If anger, fear, compassion and love are the basic emotions, there are also secondary emotions or emotions that are cultivated from the basic emotions. For example, empathy is cultivated from compassion. There are also, it seems, more complex emotions that specifically have to do with our sense of self. The first of these is pride and shame. Dr. Robert C. Solomon provides trajectories between pride and shame, and their family of emotions which include guilt, embarrassment, regret and remorse.
As a self-referential emotion, pride has been understood as positive and negative down through the centuries. And it can cut both ways today as well. We have all experienced a person that is too prideful of their abilities or circumstances. They do not acknowledge the role of others, fate or the Creativity of God as contributors to their circumstances or abilities. We have also been with those who seem to lack pride and struggle to revere and appreciate themselves appropriately. Pride is an emotion that is informed by our social life and then engages our social life in response. So if we feel proud, it is likely that we will help others feel appropriately proud. If we feel inappropriately proud it is likely that we may not be able to focus on and celebrate others. The existence of pride reveals to us that the self is not just a private or individual reality – rather, pride is a social/communal reality. Branching out from pride are distinct emotions of guilt, embarrassment and remorse.
Solomon notes that the difference between shame and embarrassment is one of responsibility. Shame kicks in when we accept responsibility for doing something wrong. For example, when our children do not come appropriately dressed to a concert that we knew would require finer wear than play clothes, we feel ashamed. If however, we are invited a birthday party where everyone will be in costume and we do not get this information ahead of time, when we arrive to the party we are not ashamed but embarrassed because we cannot assume responsibility for knowing about the costumes.
I found Solomon’s definitions of regret and remorse interesting so I will briefly list them here:
- Regret – is deeply individualist. We experience regret when we let ourselves down. For example, a seasoned runner decides not to challenge themselves by signing up for a marathon.
- Remorse on the other hand is more communal. We experience remorse when we refuse to acknowledge a person of lower socio-economic class than us in the grocery store. We have a sense that we have done the wrong thing and violated one of our values of how we act in community.
Self appraisal is the common thread in the shame/pride family of emotion. Solomon says that, “Guilt and shame turn on having done something wrong, whether violating the law or local custom.” (36) What distinguishes them is that guilt is something that we feel as individuals or as “individuals before God.” (36) Shame, on the other hand, is more communal . Not only have you let yourself down but you have let others down as well. Interestingly, Solomon notes that the Western world and Christianity in particular is more a guilt culture where as cultures that are more tribal are more shamed based. What do you think? Is he right?
I would suggest that guilt and shame are even more intimately linked than Solomon suggests. Shame is a private persecution for a public guilt. They co-exist within the connected individual. Although I do believe that both can be lessened by a deeper relationship with God.

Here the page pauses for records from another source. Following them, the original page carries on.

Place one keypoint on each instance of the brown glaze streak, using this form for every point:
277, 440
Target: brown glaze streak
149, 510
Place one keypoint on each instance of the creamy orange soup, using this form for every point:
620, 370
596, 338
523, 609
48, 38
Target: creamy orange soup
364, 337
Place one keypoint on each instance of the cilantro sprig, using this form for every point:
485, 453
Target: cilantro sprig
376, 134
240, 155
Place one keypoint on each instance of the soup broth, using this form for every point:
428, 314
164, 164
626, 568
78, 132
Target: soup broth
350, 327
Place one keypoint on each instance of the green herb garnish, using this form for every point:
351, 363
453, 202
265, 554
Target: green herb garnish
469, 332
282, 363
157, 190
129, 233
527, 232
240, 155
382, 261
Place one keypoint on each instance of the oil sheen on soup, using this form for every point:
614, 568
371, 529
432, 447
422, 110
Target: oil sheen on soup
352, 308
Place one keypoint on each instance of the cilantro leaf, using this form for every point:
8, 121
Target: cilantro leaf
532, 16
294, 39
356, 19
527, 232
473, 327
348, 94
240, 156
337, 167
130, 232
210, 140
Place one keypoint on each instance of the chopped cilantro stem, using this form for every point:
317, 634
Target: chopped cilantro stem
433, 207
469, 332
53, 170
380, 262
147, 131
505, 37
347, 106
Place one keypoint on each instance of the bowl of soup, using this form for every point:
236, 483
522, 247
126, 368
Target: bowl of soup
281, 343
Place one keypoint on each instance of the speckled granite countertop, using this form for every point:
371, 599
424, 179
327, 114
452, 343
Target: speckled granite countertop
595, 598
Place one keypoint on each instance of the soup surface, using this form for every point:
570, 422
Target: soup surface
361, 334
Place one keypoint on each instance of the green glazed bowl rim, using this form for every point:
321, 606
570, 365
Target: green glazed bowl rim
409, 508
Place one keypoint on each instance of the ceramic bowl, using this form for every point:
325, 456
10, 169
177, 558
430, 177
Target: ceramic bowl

Rachel – thanks for your comment. I think it is possible to feel shame and guilt simultaneously. For me, my own shame and guilt can be minimized or increased because of my sense of God and my desire to be in relationship with God. Ironically, when I experience increased shame or guilt because of my faith, I find that it is the way that I interact with the neighbor that makes all the difference. When, on the other hand, my faith in God allows me to manage my shame or guilt more agilely, the way I view my neighbor is filled with increased compassion.